Saat ini saya sebagai frater novis tingkat akhir, dimana saya sudah menempuh masa postulan di
Bandung selama satu tahun dan saat ini masa novisiat di Batam. Saya termasuk salah satu dari
sekian banyak Frater yang menganggapi panggilan Tuhan saat usia dewasa. Saya
menggabungkan diri dalam kongregasi SS.CC diusia 30 tahun.

Mungkin dari bapak ibu dan kaum muda, bertanya-tanya. Bagaimana bisa mengetahui itu
sebagai penggilan dari Tuhan diusia dewasa?

Sedikit saya bercerita masa remaja saya. Saya setelah menerima komuni kelas 4 SD, saya
langsung direkrut masuk misdinar dan itu berjalan sampai saya SMA. Selama itu juga saya
mengalami beberapa kali niat untuk mengikuti jejak yang saya layani, yaitu sebagai ROMO.
Namun saya tidak tahu harus melalui siapa dan bagaimana? Mungkin karena malu untuk
mengungkapkannya, ya hanya bisa di simpan dalam hati.

Tak hanya sebagai misdinar, saya juga aktif di lingkungan/KBG, paroki dan juga merangkap
sebagai pembimbing sekolah minggu. Singkat cerita saya lulus dan mengabaikan keinginan saya
menjadi pastor, lalu ingin kerja saja. Tahun 2011 saya pergi ke Tangerang untuk bekerja. Namun
kurang lebih 6 tahun saya merasa ada yang kurang dalam hati saya bahkan saya merasa ada
kekosongan dalam diri saya, karena selama itu hanya diisi dengan kerja dan kerja, ketemu
orang yang setiap hari sama, rutinitas yang monoton, dan awal saya mengenal keduniawian
serta mengalami hidup jauh dari kehidupan gereja. Setelah menyadari diri mengalami
kekosongan, saya mencoba mencari tahu apa sebabnya dan saya mulai kembali ke Gereja. Saya
masuk dalam lingkungan/KBG, juga tergabung dalam komunitas karyawan Muda Katolik/KKMK
paroki St. Odilia Tangerang.

Akhirnya saya bisa aktif ikut misa mingguan, namun seiring berjalannya waktu, saya merasa
kurang pantas karena dosa. Suatu ketika ada keinginan untuk datang dalam sakramen tobat.
Saya menghubungi pastor agar saya dapat menerima sakramen tobat. Ketika berada dalam
kamar pengakuan, pastor mengatakan ; “Anakku, ada NIAT datang kepada Tuhan untuk
bertobat, itu sudah mengalami Tuhan melalui dorongan Roh Kudus-Nya. Apalagi sudah mau
meluangkan waktu untuk mengakukan dosa”, melalui perkataan pastor itu saya tersentuh dan
akhirnya saya menangis. Saya merasa mengalami Tuhan yang begitu amat sangat baik.
Kebetulan waktu selesai pengakuan itu malam hari, saya diajak makan bersama pastor di
Pastoran. Semeja dengan tiga pastor. Saya gembira makan bersama mereka. ”Siapa aku ini,
hingga mengalami kegembiraan bertubi-tubi. Pengalaman dimanjakan Tuhan yang tidak
bisa saya lupakan.”
Seiring berjalannya waktu, saya tertarik melihat gaya hidup yang sederhana dan persaudaraan
yang kuat oleh para pastor SS.CC, saya kembali diingatkan akan keinginan saya dulu menjadi
seorang pastor.

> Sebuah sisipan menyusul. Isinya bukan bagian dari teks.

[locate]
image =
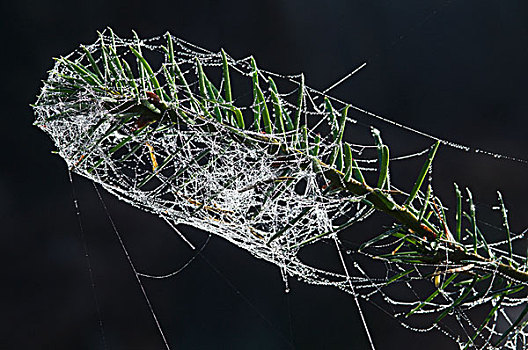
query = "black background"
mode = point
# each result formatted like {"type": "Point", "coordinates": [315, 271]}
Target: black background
{"type": "Point", "coordinates": [455, 69]}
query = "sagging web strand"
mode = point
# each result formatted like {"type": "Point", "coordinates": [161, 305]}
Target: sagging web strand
{"type": "Point", "coordinates": [273, 170]}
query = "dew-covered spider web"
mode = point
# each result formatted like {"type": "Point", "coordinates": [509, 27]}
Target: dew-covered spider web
{"type": "Point", "coordinates": [273, 166]}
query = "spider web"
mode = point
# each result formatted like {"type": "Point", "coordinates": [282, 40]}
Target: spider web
{"type": "Point", "coordinates": [259, 169]}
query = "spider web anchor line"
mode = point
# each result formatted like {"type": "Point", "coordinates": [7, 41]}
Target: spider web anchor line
{"type": "Point", "coordinates": [274, 166]}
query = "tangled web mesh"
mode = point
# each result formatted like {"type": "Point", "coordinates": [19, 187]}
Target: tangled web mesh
{"type": "Point", "coordinates": [273, 170]}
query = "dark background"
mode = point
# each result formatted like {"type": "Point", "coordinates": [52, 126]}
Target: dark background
{"type": "Point", "coordinates": [455, 69]}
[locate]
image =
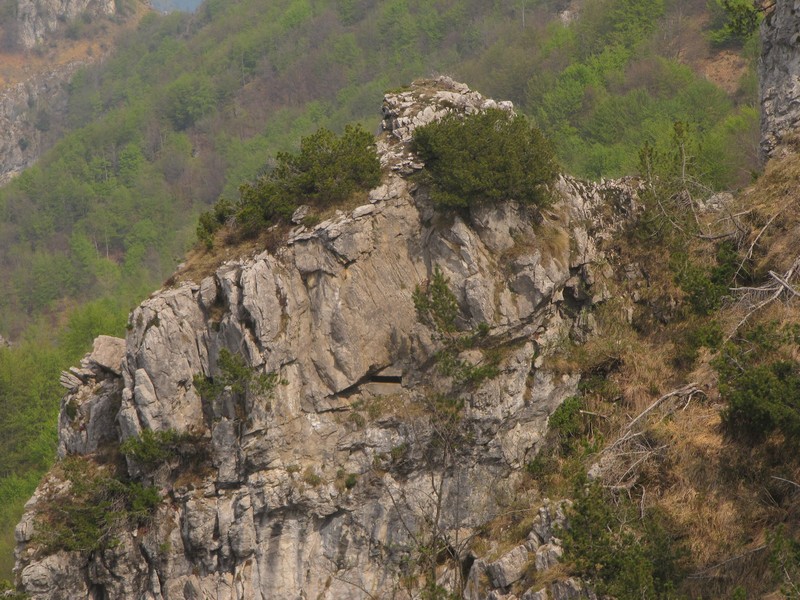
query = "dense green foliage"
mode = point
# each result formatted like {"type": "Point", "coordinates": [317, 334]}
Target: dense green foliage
{"type": "Point", "coordinates": [740, 19]}
{"type": "Point", "coordinates": [156, 137]}
{"type": "Point", "coordinates": [152, 449]}
{"type": "Point", "coordinates": [29, 401]}
{"type": "Point", "coordinates": [760, 381]}
{"type": "Point", "coordinates": [327, 170]}
{"type": "Point", "coordinates": [237, 376]}
{"type": "Point", "coordinates": [437, 308]}
{"type": "Point", "coordinates": [486, 157]}
{"type": "Point", "coordinates": [96, 506]}
{"type": "Point", "coordinates": [624, 556]}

Awalnya mustahil karena umur saya sudah dewasa, tetapi apa salahnya jika
dibicarakan dengan pastor. Akhirnya pastor mendukung dengan menyarankan saya untuk live
in di Bandung dan untuk mengalami kehidupan di Seminari Bandung.

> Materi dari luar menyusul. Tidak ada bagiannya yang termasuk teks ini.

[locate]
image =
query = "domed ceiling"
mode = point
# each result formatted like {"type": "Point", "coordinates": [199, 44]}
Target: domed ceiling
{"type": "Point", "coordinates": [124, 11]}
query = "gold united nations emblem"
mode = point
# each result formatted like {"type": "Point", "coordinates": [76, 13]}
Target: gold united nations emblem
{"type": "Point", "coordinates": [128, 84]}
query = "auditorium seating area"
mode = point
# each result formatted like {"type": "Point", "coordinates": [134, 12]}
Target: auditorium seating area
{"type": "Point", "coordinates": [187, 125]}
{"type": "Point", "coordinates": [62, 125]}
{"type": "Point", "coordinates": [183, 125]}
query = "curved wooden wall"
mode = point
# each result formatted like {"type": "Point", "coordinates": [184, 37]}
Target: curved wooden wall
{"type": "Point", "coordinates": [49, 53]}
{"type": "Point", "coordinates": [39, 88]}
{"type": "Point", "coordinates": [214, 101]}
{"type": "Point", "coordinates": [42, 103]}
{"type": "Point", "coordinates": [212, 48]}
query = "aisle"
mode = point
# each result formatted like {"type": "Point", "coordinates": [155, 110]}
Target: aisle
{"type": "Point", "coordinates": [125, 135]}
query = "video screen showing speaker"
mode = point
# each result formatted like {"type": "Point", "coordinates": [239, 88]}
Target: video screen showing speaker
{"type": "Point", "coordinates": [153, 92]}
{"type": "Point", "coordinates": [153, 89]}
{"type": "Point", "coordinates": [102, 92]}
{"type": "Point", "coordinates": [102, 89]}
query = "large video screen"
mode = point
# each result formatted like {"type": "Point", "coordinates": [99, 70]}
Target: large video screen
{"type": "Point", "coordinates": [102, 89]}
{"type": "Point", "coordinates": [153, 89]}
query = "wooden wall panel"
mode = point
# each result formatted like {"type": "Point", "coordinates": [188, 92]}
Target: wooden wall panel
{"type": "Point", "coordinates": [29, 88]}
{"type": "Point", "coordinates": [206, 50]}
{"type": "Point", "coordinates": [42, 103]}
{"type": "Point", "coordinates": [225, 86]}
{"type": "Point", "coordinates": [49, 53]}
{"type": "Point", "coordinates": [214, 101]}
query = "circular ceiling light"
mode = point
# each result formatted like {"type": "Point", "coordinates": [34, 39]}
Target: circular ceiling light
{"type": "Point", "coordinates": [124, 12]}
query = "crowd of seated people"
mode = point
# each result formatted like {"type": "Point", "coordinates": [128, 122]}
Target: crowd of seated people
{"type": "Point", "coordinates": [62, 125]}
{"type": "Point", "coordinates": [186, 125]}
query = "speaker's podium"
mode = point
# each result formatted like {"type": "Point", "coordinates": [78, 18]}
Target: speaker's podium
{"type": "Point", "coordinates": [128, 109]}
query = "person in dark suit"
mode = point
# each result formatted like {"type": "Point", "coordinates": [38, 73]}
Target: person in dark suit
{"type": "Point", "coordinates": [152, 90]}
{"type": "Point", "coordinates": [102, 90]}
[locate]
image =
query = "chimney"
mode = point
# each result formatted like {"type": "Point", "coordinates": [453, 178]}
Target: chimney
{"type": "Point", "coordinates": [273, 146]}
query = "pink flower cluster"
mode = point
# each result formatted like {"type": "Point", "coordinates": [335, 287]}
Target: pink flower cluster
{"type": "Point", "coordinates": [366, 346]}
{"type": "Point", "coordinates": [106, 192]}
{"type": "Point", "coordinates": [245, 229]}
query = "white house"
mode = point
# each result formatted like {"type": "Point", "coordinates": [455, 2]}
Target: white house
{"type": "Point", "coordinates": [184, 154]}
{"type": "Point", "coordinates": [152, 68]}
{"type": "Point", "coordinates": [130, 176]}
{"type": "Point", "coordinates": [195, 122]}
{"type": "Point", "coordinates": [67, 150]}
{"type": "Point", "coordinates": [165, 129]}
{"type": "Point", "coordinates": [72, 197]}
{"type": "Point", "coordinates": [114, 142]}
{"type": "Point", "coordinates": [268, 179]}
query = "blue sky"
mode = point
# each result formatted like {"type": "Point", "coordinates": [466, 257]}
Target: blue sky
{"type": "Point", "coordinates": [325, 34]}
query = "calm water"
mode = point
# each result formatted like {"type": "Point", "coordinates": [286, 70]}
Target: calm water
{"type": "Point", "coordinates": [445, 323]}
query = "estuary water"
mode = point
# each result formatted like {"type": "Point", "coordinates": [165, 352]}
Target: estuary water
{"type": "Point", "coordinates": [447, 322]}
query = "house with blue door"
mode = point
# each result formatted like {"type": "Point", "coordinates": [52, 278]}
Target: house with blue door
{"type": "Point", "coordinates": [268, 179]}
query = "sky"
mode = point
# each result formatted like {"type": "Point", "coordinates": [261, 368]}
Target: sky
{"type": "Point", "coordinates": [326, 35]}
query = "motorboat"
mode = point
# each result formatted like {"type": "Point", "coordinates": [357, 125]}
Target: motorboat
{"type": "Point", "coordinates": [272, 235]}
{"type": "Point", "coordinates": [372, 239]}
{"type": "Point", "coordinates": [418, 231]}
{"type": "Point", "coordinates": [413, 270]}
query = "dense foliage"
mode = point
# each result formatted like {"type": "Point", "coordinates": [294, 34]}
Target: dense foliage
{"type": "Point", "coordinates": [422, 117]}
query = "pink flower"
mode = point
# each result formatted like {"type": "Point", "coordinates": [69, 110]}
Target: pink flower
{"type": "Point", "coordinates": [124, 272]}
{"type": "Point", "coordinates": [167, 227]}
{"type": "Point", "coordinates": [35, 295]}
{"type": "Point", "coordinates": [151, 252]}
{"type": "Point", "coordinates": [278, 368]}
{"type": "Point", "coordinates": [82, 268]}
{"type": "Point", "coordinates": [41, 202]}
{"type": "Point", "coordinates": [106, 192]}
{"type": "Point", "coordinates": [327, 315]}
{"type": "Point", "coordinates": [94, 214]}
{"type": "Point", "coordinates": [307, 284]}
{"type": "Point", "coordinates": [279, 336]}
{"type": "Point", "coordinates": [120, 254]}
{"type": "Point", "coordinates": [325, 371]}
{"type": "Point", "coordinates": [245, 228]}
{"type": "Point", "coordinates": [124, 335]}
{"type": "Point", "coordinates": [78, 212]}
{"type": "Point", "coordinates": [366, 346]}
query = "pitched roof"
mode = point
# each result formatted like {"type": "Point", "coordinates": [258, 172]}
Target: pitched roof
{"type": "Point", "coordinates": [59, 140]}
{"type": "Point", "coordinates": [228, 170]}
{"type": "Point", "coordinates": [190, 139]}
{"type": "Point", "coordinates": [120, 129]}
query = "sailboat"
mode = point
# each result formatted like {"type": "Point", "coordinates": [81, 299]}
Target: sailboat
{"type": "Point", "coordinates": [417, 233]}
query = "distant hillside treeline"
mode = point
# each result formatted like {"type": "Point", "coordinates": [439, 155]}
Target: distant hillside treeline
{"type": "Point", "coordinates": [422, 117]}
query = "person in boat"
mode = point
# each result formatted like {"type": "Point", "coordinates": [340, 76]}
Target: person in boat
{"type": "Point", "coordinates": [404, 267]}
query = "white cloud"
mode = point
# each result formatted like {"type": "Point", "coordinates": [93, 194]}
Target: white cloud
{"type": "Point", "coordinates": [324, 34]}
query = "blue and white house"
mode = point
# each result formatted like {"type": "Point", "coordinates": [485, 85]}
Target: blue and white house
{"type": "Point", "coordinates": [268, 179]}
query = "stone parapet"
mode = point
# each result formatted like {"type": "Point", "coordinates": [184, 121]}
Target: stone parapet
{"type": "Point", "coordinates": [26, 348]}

“Bagaimana? Tertarik untuk hidup membiara?” kata pastor setelah saya pulang dari live in. Dan
melalui dicernment dan di bawa dalam doa, akhirnya saya berani memutuskan untuk hidup
membiara sampai pada saat ini. Itu lah sedikit ringkasan pengalaman dipanggil dan dijala
oleh Tuhan.

Nah, mungkin ada pertanyaan: “Apa saja sih? Dan pengalaman apa yang saya alami dalam
kehidupan membiara?”

Singkat saja, Melalui pengalaman saya di Novisiat dan di Postulan :

1. Saya mengenal doa silih, Adorasi silih, dan Adorasi Kekal, sebagai jantung hidup dan
spiritual kongregasi SS.CC yang disahkan oleh Tahta Suci.
2. Kehidupan doa yang intens.
3. Semakin menghayati Ekaristi.
4. Hidup mandiri, hidup komunitas, yang digerakkan oleh dorongan rasa persaudaraan.
Intinya saya diteguhkan dalam panggilan untuk bersahabat dengan Yesus dan belajar
melayani Tuhan dan sesama.

Kemudian yang terakhir..... kalau ditanya : Apakah saya bahagia menjalani penggilan hidup
sebagai seorang biarawan?

Memang, banyak tantangan yang saya alami dan saya hadapi. Misalnya,

Saya harus mampu bergaul dengan teman-teman yang berbeda budaya, berbeda
karakter dan latar belakang.
Saya juga ditantang untuk melatih kedisiplinan saya.
Saya juga dilatih untuk hidup sederhana, supaya nanti bisa melayani ditempat-tempat
yang sulit.

Akan tetapi semuanya itu tidak mengalahkan dan menghalangi kebahagiaan saya, dengan
lantang saya mengatakan saya bahagia, sebab saya menikmati disetiap peristiwa dan
kehidupan saya sebagai seorang biarawan. Kuncinya menikmati disegala aktivitas dalam
komunitas ; Hidup bersama, bermain bersama, berdoa bersama, belajar bersama, belajar
melayani, dan semua itu dilakukan dengan penuh sukacita.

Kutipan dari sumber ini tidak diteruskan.